Data-Efficient Reinforcement and Transfer Learning in Robotics
Time: Fri 2020-12-04 13.00
Location: U1, Brinellvägen 28A, Stockholm (English)
Subject area: Computer Science
Doctoral student: Xi Chen , Robotik, perception och lärande, RPL
Opponent: Ville Kyrki,
Supervisor: Patric Jensfelt, Signaler, sensorer och system, Numerisk analys och datalogi, NADA, Robotik, perception och lärande, RPL
In the past few years, deep reinforcement learning (RL) has shown great potential in learning action selection policies for solving different tasks.Despite its impressive success in games, several challenges remain, such as designing appropriate reward functions, collecting large amounts of interactive data, and dealing with unseen cases, which make it difficult to apply RL algorithms to real-world robotics tasks. The ability of data-efficient learning and rapid adaptation to novel cases is essential for an RL agent to solve real-world problems.

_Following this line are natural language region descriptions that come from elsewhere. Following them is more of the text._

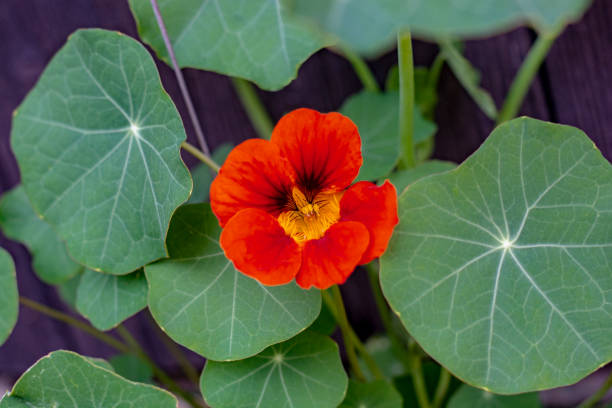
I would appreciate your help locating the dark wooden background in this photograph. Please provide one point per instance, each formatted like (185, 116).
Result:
(573, 87)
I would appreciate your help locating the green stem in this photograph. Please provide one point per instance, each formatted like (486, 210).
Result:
(383, 310)
(200, 156)
(164, 378)
(362, 70)
(526, 73)
(63, 317)
(254, 108)
(406, 107)
(595, 398)
(442, 388)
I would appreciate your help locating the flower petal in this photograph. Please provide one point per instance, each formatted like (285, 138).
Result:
(324, 149)
(254, 175)
(376, 208)
(332, 259)
(257, 245)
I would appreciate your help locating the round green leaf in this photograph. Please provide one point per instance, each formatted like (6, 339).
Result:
(107, 300)
(64, 379)
(303, 372)
(470, 397)
(9, 303)
(377, 118)
(205, 304)
(500, 268)
(258, 40)
(97, 141)
(376, 394)
(49, 256)
(369, 27)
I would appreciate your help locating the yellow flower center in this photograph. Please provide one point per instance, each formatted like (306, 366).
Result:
(310, 219)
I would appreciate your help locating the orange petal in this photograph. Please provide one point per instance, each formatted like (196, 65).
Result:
(324, 149)
(254, 176)
(332, 259)
(257, 245)
(376, 208)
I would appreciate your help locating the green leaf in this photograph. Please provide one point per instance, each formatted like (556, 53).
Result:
(403, 178)
(64, 379)
(97, 141)
(205, 304)
(369, 27)
(376, 116)
(9, 300)
(20, 223)
(470, 397)
(131, 367)
(258, 40)
(303, 372)
(469, 78)
(107, 300)
(202, 175)
(500, 268)
(376, 394)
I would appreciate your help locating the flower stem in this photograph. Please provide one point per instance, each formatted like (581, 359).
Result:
(595, 398)
(254, 108)
(180, 79)
(362, 70)
(524, 77)
(164, 378)
(207, 160)
(406, 108)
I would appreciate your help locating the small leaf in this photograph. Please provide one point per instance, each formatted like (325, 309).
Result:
(97, 141)
(132, 368)
(205, 304)
(202, 174)
(469, 78)
(303, 372)
(376, 116)
(18, 220)
(107, 300)
(500, 268)
(9, 303)
(64, 379)
(376, 394)
(470, 397)
(258, 40)
(403, 178)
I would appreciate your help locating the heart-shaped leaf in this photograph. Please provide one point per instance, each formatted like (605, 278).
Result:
(64, 379)
(9, 303)
(107, 300)
(49, 256)
(303, 372)
(500, 268)
(97, 141)
(376, 394)
(370, 26)
(205, 304)
(258, 40)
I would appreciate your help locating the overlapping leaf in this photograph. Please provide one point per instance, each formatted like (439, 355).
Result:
(258, 40)
(49, 256)
(369, 26)
(97, 141)
(107, 300)
(500, 268)
(205, 304)
(9, 303)
(64, 379)
(303, 372)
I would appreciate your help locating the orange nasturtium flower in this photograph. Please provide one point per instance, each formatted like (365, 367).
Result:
(286, 207)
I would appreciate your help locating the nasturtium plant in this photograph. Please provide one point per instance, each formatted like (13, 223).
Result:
(500, 308)
(97, 142)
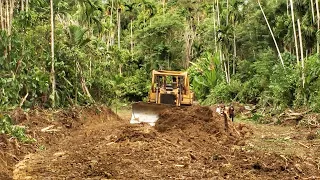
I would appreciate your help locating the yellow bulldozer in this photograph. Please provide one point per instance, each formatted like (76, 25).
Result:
(168, 89)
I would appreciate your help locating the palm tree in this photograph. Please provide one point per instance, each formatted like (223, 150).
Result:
(52, 75)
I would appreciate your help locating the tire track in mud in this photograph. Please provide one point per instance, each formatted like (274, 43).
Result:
(186, 143)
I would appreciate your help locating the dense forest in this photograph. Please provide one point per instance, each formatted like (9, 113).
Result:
(59, 53)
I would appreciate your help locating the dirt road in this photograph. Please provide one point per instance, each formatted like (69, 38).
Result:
(185, 144)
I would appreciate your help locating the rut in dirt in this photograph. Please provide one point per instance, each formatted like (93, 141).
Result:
(188, 142)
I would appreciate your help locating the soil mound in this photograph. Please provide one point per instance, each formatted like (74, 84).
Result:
(200, 122)
(181, 117)
(48, 128)
(135, 133)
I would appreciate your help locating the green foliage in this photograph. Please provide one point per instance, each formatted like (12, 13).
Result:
(114, 61)
(204, 75)
(7, 127)
(223, 93)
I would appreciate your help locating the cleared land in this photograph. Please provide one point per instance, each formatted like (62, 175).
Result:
(186, 143)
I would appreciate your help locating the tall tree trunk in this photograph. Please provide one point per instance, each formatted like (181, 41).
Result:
(119, 45)
(119, 28)
(1, 16)
(294, 32)
(7, 16)
(22, 5)
(318, 23)
(27, 5)
(111, 19)
(131, 38)
(301, 50)
(234, 52)
(288, 7)
(163, 6)
(53, 79)
(227, 19)
(214, 27)
(312, 11)
(275, 42)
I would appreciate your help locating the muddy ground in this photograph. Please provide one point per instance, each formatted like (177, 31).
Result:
(186, 143)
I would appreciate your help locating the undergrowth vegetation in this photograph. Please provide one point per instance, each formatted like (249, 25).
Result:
(7, 127)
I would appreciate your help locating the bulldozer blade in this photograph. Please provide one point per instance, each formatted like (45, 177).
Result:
(146, 112)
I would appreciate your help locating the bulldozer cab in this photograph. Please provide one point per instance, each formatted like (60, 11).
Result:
(168, 82)
(168, 89)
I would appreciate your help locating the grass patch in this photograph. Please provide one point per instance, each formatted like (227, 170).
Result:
(7, 127)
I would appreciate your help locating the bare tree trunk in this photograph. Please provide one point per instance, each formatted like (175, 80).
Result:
(227, 19)
(294, 32)
(288, 7)
(7, 16)
(275, 42)
(119, 45)
(21, 5)
(214, 27)
(1, 16)
(119, 28)
(53, 79)
(234, 53)
(312, 11)
(318, 23)
(111, 18)
(163, 6)
(131, 38)
(301, 50)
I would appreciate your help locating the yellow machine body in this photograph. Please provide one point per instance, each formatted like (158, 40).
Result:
(168, 89)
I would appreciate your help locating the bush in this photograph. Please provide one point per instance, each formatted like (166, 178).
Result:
(223, 92)
(7, 127)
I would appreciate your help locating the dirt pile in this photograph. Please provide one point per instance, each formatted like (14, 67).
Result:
(186, 143)
(47, 128)
(201, 122)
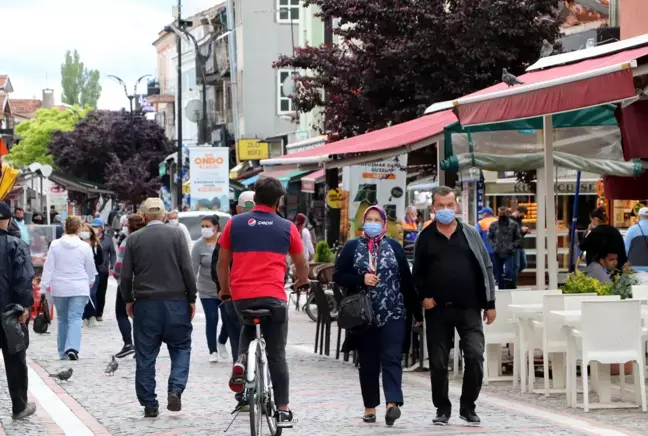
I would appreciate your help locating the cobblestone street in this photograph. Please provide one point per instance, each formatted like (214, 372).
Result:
(325, 396)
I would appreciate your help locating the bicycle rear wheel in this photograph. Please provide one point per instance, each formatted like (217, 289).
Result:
(254, 397)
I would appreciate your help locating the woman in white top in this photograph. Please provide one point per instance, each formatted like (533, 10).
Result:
(69, 273)
(300, 223)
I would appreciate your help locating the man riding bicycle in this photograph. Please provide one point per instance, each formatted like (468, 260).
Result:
(257, 243)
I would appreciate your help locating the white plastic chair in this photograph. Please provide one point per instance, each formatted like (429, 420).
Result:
(640, 292)
(553, 340)
(527, 297)
(611, 332)
(501, 332)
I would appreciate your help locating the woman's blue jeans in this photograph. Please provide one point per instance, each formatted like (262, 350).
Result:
(68, 312)
(91, 307)
(211, 307)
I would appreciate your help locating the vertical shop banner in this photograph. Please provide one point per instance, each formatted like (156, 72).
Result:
(380, 183)
(209, 178)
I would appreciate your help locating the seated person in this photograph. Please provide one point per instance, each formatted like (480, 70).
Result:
(602, 267)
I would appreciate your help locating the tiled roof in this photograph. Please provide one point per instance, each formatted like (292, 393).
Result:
(24, 108)
(580, 13)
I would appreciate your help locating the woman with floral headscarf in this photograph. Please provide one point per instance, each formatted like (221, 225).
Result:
(376, 264)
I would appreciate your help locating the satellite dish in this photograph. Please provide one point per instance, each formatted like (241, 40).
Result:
(288, 85)
(46, 170)
(193, 110)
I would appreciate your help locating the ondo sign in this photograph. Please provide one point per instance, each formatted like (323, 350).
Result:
(252, 149)
(209, 161)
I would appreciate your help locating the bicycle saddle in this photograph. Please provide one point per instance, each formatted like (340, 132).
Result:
(256, 313)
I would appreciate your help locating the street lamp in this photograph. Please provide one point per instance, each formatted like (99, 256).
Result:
(202, 62)
(132, 96)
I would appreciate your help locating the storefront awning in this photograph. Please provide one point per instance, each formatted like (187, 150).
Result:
(285, 176)
(556, 84)
(309, 181)
(377, 145)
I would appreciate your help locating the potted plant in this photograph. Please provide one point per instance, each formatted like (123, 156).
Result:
(579, 283)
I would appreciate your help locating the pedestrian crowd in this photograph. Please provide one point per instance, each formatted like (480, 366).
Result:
(241, 267)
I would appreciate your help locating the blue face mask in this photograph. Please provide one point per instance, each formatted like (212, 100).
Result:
(372, 229)
(445, 216)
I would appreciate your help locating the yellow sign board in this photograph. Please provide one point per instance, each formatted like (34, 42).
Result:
(334, 198)
(252, 149)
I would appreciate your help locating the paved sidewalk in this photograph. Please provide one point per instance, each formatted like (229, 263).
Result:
(325, 396)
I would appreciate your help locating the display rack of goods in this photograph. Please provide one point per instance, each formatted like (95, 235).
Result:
(532, 212)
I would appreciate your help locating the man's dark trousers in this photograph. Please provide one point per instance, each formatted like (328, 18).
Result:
(231, 322)
(155, 322)
(101, 292)
(440, 324)
(17, 379)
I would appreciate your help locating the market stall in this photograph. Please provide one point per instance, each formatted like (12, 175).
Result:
(557, 85)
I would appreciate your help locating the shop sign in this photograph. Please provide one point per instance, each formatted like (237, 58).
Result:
(252, 149)
(560, 188)
(308, 186)
(334, 198)
(209, 182)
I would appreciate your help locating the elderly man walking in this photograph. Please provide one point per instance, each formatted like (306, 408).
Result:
(159, 288)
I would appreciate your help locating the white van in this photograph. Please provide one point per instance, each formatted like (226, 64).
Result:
(192, 221)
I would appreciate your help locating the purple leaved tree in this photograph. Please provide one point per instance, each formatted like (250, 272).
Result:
(110, 149)
(397, 57)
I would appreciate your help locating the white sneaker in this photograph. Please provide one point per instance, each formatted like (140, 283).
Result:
(222, 351)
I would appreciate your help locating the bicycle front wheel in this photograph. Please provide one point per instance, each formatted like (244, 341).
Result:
(256, 408)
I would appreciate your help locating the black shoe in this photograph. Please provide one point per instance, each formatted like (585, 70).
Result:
(393, 413)
(442, 418)
(126, 350)
(29, 410)
(174, 403)
(370, 418)
(284, 418)
(470, 417)
(151, 412)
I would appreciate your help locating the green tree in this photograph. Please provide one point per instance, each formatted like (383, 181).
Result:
(36, 134)
(80, 85)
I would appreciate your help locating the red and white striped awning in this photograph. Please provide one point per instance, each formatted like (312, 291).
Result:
(575, 83)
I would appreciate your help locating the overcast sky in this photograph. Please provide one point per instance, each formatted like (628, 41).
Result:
(112, 36)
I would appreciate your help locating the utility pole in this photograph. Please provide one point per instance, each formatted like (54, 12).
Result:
(179, 110)
(232, 58)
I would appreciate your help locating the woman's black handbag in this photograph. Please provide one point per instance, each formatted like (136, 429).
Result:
(15, 337)
(355, 312)
(42, 320)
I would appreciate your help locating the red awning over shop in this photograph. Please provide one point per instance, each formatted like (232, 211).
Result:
(415, 134)
(577, 85)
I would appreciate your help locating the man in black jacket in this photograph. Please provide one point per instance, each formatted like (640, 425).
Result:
(453, 276)
(16, 274)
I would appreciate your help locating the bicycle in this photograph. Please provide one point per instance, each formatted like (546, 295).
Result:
(258, 385)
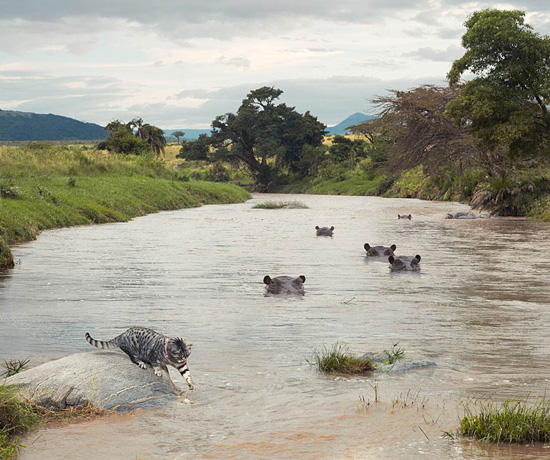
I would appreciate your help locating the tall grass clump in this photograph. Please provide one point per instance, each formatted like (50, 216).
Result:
(45, 186)
(511, 421)
(280, 205)
(338, 360)
(16, 417)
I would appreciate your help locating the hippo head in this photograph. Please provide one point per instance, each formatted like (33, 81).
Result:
(285, 284)
(376, 251)
(404, 263)
(324, 231)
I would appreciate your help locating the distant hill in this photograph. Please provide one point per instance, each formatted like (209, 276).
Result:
(354, 119)
(27, 126)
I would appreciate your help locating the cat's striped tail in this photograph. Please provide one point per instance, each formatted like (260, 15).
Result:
(100, 344)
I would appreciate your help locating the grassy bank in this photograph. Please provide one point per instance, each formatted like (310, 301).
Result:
(44, 187)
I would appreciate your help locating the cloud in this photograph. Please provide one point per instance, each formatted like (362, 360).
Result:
(234, 62)
(448, 54)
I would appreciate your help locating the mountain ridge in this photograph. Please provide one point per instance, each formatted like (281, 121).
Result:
(30, 126)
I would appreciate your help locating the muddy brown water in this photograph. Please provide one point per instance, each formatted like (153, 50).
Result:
(479, 309)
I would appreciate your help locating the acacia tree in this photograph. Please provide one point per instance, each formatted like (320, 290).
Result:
(415, 130)
(505, 105)
(265, 136)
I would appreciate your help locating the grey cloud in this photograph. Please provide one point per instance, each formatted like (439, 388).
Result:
(449, 34)
(441, 55)
(234, 62)
(430, 18)
(193, 18)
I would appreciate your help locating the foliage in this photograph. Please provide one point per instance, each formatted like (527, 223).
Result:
(196, 150)
(14, 366)
(346, 150)
(421, 132)
(512, 421)
(506, 105)
(134, 137)
(16, 416)
(178, 134)
(337, 360)
(109, 188)
(268, 138)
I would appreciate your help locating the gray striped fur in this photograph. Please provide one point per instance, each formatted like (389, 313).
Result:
(147, 347)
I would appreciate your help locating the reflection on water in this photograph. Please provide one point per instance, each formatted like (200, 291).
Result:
(478, 309)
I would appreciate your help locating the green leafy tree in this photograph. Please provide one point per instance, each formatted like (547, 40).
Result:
(265, 136)
(134, 137)
(505, 105)
(195, 150)
(178, 134)
(346, 150)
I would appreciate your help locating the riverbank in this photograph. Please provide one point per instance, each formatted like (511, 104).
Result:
(44, 187)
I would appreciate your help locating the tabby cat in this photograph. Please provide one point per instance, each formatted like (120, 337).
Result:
(145, 346)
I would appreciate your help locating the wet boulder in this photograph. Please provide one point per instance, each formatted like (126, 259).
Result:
(285, 285)
(105, 379)
(404, 263)
(378, 251)
(324, 231)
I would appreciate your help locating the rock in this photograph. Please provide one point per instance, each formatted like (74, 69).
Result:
(106, 379)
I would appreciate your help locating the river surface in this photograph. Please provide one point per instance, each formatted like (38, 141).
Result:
(479, 310)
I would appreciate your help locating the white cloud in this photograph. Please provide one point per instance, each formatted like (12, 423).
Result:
(179, 64)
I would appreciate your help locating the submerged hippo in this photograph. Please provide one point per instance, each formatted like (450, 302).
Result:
(285, 284)
(404, 263)
(376, 251)
(324, 231)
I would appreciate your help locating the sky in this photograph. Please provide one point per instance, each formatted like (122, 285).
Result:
(180, 63)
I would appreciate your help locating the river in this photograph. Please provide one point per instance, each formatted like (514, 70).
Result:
(478, 309)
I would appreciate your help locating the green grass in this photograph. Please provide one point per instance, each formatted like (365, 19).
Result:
(16, 417)
(394, 354)
(280, 205)
(511, 421)
(337, 360)
(49, 187)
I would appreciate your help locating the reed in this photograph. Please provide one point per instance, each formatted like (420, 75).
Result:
(280, 205)
(338, 360)
(511, 421)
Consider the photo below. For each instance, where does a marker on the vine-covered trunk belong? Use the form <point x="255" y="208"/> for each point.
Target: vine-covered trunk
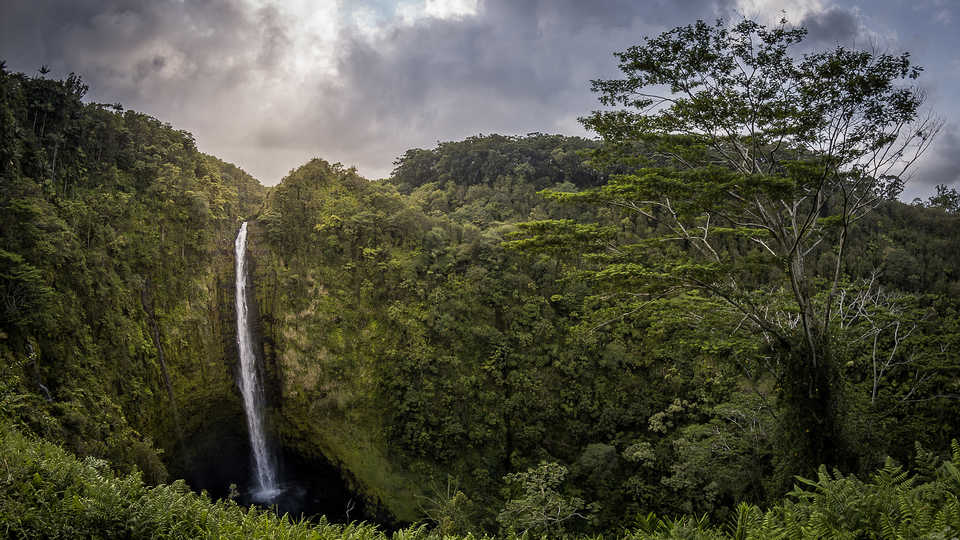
<point x="811" y="432"/>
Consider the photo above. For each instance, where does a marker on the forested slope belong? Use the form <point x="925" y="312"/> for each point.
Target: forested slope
<point x="413" y="341"/>
<point x="116" y="310"/>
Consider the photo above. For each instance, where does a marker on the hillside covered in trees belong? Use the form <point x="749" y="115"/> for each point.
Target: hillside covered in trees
<point x="510" y="334"/>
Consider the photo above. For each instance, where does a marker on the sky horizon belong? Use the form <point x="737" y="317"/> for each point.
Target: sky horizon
<point x="269" y="85"/>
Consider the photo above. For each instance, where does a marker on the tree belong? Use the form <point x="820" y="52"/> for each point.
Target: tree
<point x="737" y="151"/>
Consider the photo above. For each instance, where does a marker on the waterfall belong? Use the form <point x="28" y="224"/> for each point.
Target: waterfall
<point x="265" y="475"/>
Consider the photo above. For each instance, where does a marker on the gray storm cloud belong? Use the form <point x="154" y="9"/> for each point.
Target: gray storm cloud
<point x="240" y="76"/>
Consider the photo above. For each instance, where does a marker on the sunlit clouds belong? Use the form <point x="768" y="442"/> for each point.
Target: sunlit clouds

In this thesis, we discuss algorithms to address the challenges in RL by reusing past experiences gained while learning other tasks to improve the efficiency of learning new tasks.Instead of learning directly from the target task, which is complicated and sometimes unavailable during training, we propose first learning from relevant tasks that contain valuable information about the target environment, and reuse the obtained solutions in solving the target task.We follow two approaches to achieve knowledge sharing between tasks. In the first approach, we model the problem as a transfer learning problem and learn to minimize the distance between the representations found based on the training and the target data, such that the learned solution can be applied to the target task using a small amount of data from the target environment.In the second approach, we formulate it as a meta-learning problem and obtain a model that is explicitly trained for rapid adaptation using a small amount of data. At test time, we can learn quickly on top of the trained model in a few iterations when facing a new task.
We demonstrate the effectiveness of the proposed frameworks by evaluating the methods on a number of real and simulated robotic tasks, including robot navigation, motion control, and manipulation. We show how these methods can be applied to challenging tasks with high-dimensional state/action spaces, limited data, sparse rewards, and requiring diverse skills.